As Bunny points out, don’t do this to your code. It’s a well-understood noob reflexive mistake to combine code into one line. Don’t fall for it.

If you have more than one or two dots (.) in a single statement, you’re just being mean to yourself.

How to break down hairy lines of code:

http://plbm.com/?p=248

Break it up, practice social distancing in your code, one thing per line please.

“Programming is hard enough without making it harder for ourselves.” - angrypenguin on Unity3D forums

“Combining a bunch of stuff into one line always feels satisfying, but it’s always a PITA to debug.” - Star Manta on the Unity3D forums

2 Likes

It’s a well-understood noob reflexive mistake to combine code into one line. Don’t fall for it.

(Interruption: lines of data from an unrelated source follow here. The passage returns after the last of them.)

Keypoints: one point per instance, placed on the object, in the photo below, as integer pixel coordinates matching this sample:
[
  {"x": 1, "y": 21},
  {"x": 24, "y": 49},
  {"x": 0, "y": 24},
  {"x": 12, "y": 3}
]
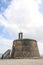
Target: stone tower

Jeez mate, theres people on the end of the telephone. Go easy…
I was bundling it in a utility class and figured maybe I could help someone - theres more than one use case.

Good points, but sometimes honey over vingear eh…

2 Likes

I think people are more annoyed that you necroed a 6 year old thread without really adding anything to it. Since it was already solved, it may have been better to create your own thread with the prefix Showcase instead, as it doesn’t unnecessarily ping everyone in the thread who hasn’t looked at it in 6 years.

2 Likes

The problem of packing everything into a few lines is so common, so pernicious, so much of a colossal waste of everybody’s time, that my entire post above is from a text file I keep of common “oh here we go again” responses to bad practices.

It’s just copy/pasted advice.

And it works. Break it up. Social distancing please.

Don’t read emotion into technical advice. (That’s another noob mistake, while we’re breaking eggs… :slight_smile: )

And don’t necro-post. That’s straight from forum rules.

But welcome to the forum nonetheless!

1 Like

Ah ok - I didn’t realise everyone got pinged. My mistake there - thanks for pointing that out. Will keep a bit quieter on these things…!

Yeah, good point - and I should draw a line between your points and how you package them - not getting emotional is a better way to be better.

Some of this stuff doesn’t always work - like DOTween has a ton of fullstops packed into a single line - it’s common to find a caveat in a ruleset.
Being able to read a slightly convoluted ternary statement quickly can have some merits - its common - imperfect code is common, being able to work within that space can have some merits.

If you’re solo coding and trying to make a small class - to explain myself away… I had seen that someone else might be trying to do the same thing and were looking for a smaller snippet… maybe i could of been of some help. Earnestly it was me just thinking maybe someone could be in the same spot - I didn’t realise everyone else had gotten notified, didn’t realise the rules about necromancy…
But i don’t know how well i can defend myself - you both have far better points than me… It was more the framing than the content.

Considering we joined this forum on the same year - welcome to you as well!
Thanks for the introduction - I’ll see myself out.